LOS ANGELES JM Eagle, the world's largest plastic pipe manufacturer, has teamed with Columbia University's Earth Institute to bring sanitary, potable water to thousands of suffering people in the African nation of Senegal.
Los Angeles-based JM Eagle has donated and delivered more than $800,000 worth of PVC water pipe, which is being installed in various Millennium Villages in several rural and poverty-stricken communities in Africa.
The Millennium Villages project is a Columbia initiative focused on fighting poverty, hunger and disease in 12 African communities.
``Thousands of families who live in the region will have reliable access to safe water for the first time,'' said Jeffrey Sachs, Earth Institute director and professor of economics, in a news release. ``An expansion of irrigation will enable a significant increase in agricultural productivity.

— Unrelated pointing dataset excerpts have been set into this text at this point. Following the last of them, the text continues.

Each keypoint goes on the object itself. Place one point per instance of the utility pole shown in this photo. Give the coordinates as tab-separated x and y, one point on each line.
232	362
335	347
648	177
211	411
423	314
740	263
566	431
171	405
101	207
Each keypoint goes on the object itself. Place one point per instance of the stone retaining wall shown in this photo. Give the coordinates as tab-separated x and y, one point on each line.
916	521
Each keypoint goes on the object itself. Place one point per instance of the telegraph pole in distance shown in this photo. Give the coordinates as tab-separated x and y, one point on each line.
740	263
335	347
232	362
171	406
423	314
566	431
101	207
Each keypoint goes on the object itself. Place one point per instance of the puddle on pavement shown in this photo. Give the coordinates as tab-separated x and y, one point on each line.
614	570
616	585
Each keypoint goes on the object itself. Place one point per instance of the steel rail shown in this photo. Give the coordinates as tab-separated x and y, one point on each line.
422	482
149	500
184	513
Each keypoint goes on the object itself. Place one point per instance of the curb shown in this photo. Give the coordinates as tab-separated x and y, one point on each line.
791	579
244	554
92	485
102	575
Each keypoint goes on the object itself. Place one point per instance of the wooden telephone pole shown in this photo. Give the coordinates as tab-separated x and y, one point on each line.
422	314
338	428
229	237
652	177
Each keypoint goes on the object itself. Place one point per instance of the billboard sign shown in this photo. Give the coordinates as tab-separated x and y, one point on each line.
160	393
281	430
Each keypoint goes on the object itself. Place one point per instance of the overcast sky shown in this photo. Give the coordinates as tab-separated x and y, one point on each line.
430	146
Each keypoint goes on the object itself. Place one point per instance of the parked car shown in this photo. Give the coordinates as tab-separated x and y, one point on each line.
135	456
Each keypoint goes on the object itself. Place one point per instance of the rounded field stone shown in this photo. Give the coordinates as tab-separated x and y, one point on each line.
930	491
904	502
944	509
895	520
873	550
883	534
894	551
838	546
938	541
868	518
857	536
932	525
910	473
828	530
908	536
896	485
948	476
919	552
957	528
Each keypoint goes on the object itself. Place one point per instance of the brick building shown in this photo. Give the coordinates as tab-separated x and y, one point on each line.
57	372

And the pipe will also be used to remove sewage, a primary cause of many waterborne diseases and a reason why many communities in the region are caught in a cycle of disease and poverty.''
JM is committed to Millennium Villages for the next five years.
The company also agreed to be the official supplier of infrastructure materials to the H2O Africa Foundation, a nonprofit organization dedicated to the same cause as the Millennium Villages project.
JM provides PVC piping at cost and has committed more than $150,000 to that effort.
World Health Organization data indicates that 1.2 billion people one-fifth of the world's population lack access to safe drinking water. Twice that many live without sanitation. Disease that can result from a lack of safe drinking and bathing water kills more than 8,200 every day.